Я шевельнулся, вытянул переднюю лапу, поймал предмет.
– Что это? – спросил я.
– Тринтиньян говорит, что ты должен вспомнить.
Я уставился на незнакомый предмет. Припомнил, как доктор ковырялся в останках у подножия Шпиля, как он сунул что-то в карман. Вот это – маленький, темный, твердый предмет неправильных очертаний.
Но что это?
В сознании зароились смутные картины прошлого.
– Должно быть что-то еще, – сказал я.
– Ну разумеется! – подтвердила Селестина. – Человеческие останки у Шпиля, за исключением тех, что добавились после нашего прилета, принадлежат генетически одному и тому же существу. Я верю Тринтиньяну.
– Как такое может быть?
– А вот так. Сам понимаешь, клонирование много чего позволяет.
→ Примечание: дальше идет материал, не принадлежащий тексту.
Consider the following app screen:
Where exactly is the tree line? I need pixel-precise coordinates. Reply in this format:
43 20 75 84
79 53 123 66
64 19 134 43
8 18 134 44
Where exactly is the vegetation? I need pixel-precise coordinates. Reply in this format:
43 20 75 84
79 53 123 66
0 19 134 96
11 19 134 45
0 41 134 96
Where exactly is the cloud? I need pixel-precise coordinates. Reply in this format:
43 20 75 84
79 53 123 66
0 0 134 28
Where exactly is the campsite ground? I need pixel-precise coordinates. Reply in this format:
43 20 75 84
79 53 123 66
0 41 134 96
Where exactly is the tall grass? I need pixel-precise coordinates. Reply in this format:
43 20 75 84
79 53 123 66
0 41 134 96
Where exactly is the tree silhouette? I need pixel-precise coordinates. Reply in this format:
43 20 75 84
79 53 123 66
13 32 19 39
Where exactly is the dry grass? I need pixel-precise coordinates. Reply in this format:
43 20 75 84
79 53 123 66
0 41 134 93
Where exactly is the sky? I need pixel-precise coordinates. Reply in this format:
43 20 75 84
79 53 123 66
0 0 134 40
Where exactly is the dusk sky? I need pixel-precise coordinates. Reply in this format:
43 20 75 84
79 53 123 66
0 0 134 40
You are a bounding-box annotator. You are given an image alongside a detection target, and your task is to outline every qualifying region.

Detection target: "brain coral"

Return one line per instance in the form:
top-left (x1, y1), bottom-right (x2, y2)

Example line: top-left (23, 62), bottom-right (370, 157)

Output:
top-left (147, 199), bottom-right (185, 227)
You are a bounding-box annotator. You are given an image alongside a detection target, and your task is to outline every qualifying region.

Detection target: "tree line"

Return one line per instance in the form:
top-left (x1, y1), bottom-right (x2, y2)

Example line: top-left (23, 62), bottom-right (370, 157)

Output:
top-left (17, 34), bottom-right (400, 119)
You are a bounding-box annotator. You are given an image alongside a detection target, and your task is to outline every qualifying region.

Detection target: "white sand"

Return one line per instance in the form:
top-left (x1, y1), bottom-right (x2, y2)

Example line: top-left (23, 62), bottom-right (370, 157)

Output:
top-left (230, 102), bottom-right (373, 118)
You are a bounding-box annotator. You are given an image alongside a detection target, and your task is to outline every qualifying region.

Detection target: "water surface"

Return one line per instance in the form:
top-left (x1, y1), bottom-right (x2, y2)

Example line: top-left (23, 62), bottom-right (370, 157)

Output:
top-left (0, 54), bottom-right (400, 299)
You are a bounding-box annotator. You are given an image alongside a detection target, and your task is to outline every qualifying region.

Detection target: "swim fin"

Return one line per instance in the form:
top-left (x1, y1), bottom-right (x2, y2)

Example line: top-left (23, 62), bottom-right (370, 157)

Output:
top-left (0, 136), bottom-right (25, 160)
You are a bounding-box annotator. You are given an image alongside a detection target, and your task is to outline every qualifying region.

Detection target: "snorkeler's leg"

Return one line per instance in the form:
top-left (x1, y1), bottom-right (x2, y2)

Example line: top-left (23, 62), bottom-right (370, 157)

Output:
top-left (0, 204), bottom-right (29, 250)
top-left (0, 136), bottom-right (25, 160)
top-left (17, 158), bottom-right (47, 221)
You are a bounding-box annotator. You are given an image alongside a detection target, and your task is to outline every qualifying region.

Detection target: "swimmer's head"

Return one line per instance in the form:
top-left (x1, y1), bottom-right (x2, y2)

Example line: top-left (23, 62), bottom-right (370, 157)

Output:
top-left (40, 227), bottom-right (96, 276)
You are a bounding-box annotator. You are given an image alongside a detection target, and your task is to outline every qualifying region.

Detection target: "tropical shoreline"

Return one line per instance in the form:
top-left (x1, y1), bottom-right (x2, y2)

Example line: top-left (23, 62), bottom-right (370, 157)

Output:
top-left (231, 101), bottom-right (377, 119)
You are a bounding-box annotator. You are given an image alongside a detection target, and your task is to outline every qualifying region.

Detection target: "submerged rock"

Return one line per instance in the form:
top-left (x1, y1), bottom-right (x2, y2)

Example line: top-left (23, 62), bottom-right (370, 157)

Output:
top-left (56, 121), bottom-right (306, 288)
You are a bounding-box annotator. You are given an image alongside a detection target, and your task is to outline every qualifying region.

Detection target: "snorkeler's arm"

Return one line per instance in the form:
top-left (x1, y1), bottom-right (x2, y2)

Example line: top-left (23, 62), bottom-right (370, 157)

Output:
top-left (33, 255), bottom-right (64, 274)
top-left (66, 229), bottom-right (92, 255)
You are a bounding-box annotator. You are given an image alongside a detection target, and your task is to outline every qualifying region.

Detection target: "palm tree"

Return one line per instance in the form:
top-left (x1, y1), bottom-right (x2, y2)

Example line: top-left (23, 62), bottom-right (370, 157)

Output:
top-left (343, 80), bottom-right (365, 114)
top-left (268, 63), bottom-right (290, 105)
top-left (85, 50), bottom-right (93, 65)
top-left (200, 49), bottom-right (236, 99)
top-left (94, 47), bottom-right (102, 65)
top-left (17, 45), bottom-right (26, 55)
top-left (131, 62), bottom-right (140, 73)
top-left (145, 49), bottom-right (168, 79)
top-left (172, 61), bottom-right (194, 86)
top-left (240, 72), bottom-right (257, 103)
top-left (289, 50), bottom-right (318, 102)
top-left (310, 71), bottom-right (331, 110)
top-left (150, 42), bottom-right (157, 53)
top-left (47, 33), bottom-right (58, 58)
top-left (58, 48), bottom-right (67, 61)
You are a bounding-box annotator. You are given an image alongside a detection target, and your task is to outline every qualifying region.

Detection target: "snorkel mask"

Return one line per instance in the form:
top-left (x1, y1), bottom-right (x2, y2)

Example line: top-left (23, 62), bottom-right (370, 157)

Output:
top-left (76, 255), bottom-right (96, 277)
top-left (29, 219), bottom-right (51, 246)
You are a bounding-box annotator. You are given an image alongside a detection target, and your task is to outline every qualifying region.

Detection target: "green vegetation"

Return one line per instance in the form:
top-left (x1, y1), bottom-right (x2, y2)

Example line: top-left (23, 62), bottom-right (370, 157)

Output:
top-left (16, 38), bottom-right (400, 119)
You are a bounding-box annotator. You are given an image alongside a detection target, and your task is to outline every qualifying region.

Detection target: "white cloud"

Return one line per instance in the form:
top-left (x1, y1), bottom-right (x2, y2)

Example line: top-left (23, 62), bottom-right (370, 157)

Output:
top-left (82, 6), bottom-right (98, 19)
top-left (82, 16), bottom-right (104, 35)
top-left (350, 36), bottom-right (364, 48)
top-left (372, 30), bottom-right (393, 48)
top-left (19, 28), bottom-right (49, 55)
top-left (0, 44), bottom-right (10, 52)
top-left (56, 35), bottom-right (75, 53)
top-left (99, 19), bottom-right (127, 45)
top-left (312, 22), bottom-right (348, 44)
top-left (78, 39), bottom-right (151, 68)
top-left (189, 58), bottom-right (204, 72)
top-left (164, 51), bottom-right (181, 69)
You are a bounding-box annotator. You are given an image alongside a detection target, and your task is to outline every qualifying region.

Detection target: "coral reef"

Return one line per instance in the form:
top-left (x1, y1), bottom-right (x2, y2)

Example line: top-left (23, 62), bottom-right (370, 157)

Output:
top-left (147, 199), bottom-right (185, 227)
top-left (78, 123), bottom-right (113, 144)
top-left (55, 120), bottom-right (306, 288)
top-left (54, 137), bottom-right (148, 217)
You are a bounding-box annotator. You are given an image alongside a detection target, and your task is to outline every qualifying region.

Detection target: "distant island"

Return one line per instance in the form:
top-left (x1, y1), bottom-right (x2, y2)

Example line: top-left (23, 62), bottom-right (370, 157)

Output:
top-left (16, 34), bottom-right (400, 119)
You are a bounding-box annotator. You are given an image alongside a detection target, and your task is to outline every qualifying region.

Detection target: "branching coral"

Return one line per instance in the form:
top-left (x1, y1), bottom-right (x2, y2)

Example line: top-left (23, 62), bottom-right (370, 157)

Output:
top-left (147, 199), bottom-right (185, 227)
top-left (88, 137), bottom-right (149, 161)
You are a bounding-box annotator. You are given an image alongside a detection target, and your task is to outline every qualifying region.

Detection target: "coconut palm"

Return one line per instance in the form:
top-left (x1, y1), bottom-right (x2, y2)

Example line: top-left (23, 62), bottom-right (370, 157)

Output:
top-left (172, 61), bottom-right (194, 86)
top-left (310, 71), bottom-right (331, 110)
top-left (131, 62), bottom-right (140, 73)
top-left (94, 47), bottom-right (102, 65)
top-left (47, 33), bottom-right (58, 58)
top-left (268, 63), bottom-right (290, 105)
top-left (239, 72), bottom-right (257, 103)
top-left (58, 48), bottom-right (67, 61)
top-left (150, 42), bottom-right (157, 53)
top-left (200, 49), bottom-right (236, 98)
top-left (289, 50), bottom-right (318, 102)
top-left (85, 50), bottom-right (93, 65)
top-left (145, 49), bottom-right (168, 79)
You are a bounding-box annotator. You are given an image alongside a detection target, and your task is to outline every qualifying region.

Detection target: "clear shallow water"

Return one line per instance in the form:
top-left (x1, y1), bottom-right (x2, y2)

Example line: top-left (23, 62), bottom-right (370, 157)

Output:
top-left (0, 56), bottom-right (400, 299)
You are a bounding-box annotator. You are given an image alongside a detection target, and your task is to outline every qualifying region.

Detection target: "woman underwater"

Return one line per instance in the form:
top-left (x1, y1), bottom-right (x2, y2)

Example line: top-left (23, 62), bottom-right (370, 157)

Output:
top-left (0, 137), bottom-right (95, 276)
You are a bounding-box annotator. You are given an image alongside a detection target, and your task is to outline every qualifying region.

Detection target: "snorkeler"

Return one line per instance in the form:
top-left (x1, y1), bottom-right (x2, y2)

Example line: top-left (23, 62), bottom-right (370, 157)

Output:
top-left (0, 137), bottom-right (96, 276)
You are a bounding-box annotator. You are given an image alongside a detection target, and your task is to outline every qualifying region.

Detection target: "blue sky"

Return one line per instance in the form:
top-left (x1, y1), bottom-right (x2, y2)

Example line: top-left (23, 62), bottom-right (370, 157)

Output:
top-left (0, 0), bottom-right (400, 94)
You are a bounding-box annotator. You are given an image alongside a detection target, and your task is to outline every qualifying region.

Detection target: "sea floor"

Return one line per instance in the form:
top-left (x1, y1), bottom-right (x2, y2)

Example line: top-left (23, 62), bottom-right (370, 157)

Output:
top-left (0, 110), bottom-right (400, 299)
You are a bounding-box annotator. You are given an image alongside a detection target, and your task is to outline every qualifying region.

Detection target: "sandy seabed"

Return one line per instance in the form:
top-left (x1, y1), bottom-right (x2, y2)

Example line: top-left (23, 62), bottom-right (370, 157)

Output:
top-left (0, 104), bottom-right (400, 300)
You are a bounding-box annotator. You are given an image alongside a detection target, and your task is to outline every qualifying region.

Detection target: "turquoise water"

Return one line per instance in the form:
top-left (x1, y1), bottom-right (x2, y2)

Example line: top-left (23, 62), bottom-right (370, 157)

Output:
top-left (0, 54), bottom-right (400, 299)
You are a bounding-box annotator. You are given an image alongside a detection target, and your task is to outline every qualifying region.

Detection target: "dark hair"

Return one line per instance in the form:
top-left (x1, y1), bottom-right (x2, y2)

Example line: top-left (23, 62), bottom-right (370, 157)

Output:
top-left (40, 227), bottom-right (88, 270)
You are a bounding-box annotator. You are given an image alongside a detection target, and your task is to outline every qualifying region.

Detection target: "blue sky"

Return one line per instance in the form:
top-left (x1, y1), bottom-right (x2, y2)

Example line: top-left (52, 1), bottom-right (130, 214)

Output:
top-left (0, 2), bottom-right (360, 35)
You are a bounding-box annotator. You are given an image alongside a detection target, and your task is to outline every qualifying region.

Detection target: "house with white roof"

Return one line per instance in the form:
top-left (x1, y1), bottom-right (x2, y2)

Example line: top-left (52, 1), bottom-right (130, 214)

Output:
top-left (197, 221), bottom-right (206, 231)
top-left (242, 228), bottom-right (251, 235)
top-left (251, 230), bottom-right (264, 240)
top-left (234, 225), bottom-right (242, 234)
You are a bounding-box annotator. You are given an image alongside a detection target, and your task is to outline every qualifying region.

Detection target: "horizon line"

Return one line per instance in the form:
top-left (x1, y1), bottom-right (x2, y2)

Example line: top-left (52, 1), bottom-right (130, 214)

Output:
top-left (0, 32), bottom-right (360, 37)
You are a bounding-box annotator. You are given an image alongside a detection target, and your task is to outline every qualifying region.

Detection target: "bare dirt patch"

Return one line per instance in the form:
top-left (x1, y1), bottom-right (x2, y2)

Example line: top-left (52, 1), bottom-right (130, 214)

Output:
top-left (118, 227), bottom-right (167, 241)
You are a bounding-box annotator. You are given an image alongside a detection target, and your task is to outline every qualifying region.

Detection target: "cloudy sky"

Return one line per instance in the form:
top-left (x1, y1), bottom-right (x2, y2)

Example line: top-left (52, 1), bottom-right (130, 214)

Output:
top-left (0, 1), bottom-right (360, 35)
– Бред! – коротко прокомментировал Чайлд.
Я повернулся к нему, испытывая некое чувство, заглушить которое оказалось не в состоянии все искусство Тринтиньяна:
– Скажи, что это неправда.
– Зачем мне клонировать себя?
– Я отвечу честнее, – вмешалась Селестина. – Он отыскал эту штуковину, но гораздо, гораздо раньше, чем рассказывал нам. Побывал внутри, занялся исследованиями и наплодил для этого клонов.
Я ждал, что Чайлд как-то отреагирует, предложит хоть какое-то объяснение. А он молча, передвигаясь на всех четырех конечностях, улизнул в следующее помещение.
Дверь за спиной Селестины закрылась, словно стальное веко.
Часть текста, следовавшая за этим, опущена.